# If I'm starting to get gyno, will a higher dose or Aromasin combat it?



## Ripebear (May 2, 2012)

OK, I'm positive I'm getting gyno now.

Can feel the tissue behind each nippe, both are puffy as hell and "fat" looking when I never had the problem a few weeks ago.

It doesn't feel like there is specific lumps, so I think it's just the beginning of it and could be muscle as well I'm pinching.

I don't think it's too far gone so going to try and sort it while cutting so hoping I can.

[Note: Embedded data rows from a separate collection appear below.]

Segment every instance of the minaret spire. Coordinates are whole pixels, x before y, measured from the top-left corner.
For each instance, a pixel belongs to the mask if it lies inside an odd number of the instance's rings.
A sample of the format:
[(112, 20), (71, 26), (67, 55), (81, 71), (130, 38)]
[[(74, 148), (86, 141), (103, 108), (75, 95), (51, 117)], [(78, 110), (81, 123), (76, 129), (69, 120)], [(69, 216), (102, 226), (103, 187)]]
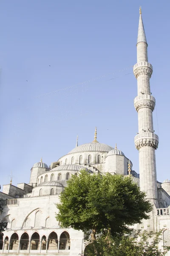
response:
[(143, 23), (142, 18), (142, 17), (141, 6), (139, 8), (139, 21), (138, 27), (138, 38), (137, 39), (137, 44), (139, 42), (144, 42), (147, 43), (144, 32), (144, 26)]
[(78, 147), (78, 135), (77, 135), (77, 139), (76, 139), (76, 147)]
[(93, 141), (93, 142), (98, 142), (97, 140), (97, 127), (96, 126), (95, 127), (95, 131), (94, 133), (94, 140)]
[(141, 8), (136, 47), (137, 63), (133, 67), (133, 73), (137, 80), (138, 96), (134, 104), (138, 114), (139, 133), (135, 137), (135, 143), (139, 151), (140, 186), (147, 198), (158, 207), (155, 150), (159, 138), (153, 130), (152, 112), (155, 99), (150, 93), (150, 81), (153, 67), (148, 62), (147, 44)]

It doesn't look too bad yet, almost like I have a bigger chest but still I can notice AND feel it.

I have Aromasin on hand, but what would you guys recommend? Up dose? I'm running 10MG EOD.

Or get some letro?


----------



## stuey99 (Nov 30, 2012)

Ripebear said:


> OK, I'm positive I'm getting gyno now.
> 
> Can feel the tissue behind each nippe, both are puffy as hell and "fat" looking when I never had the problem a few weeks ago.
> 
> ...


Wouldn't bother with letro mate. Double your aromasin dose and get on 40mg nolva ed until the gyno disappears. Then drop nolva and continue with aromasin.


----------



## Ripebear (May 2, 2012)

stuey99 said:


> Wouldn't bother with letro mate. Double your aromasin dose and get on 40mg nolva ed until the gyno disappears. Then drop nolva and continue with aromasin.

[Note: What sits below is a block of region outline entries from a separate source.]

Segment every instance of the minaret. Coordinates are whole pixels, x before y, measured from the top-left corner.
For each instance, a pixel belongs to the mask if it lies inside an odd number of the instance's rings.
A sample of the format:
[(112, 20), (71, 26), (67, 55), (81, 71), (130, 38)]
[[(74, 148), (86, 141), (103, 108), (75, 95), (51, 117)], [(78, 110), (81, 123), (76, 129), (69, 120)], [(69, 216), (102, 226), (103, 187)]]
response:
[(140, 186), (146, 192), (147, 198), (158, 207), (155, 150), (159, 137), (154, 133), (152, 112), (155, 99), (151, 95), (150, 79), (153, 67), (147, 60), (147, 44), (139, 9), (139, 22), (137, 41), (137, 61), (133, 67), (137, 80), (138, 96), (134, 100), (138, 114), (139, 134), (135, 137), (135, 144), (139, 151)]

Right I don't have nolvadex on hand but I'll get some ordered in pronto. Cheers.

You think 10MG ED then of Aromasin?


----------



## stuey99 (Nov 30, 2012)

Ripebear said:


> Right I don't have nolvadex on hand but I'll get some ordered in pronto. Cheers.
> 
> You think 10MG ED then of Aromasin?


To be honest mate, I've always used adex. But yes, increase dose to 10mg and see how ya go with that


----------



## Ripebear (May 2, 2012)

stuey99 said:


> To be honest mate, I've always used adex. But yes, increase dose to 10mg and see how ya go with that


I'll increase dose and get Nolvadex asap. cheers


----------



## Mish (May 1, 2011)

You can try to reduce your estrogen further but if you think you have onset of gyno you really want to prevent any further binding at the nipple and only nolva will do this. 40mg ed is shown to provide no better effects than 20mg ed.


----------



## Ripebear (May 2, 2012)

Mish said:


> You can try to reduce your estrogen further but if you think you have onset of gyno you really want to prevent any further binding at the nipple and only nolva will do this. 40mg ed is shown to provide no better effects than 20mg ed.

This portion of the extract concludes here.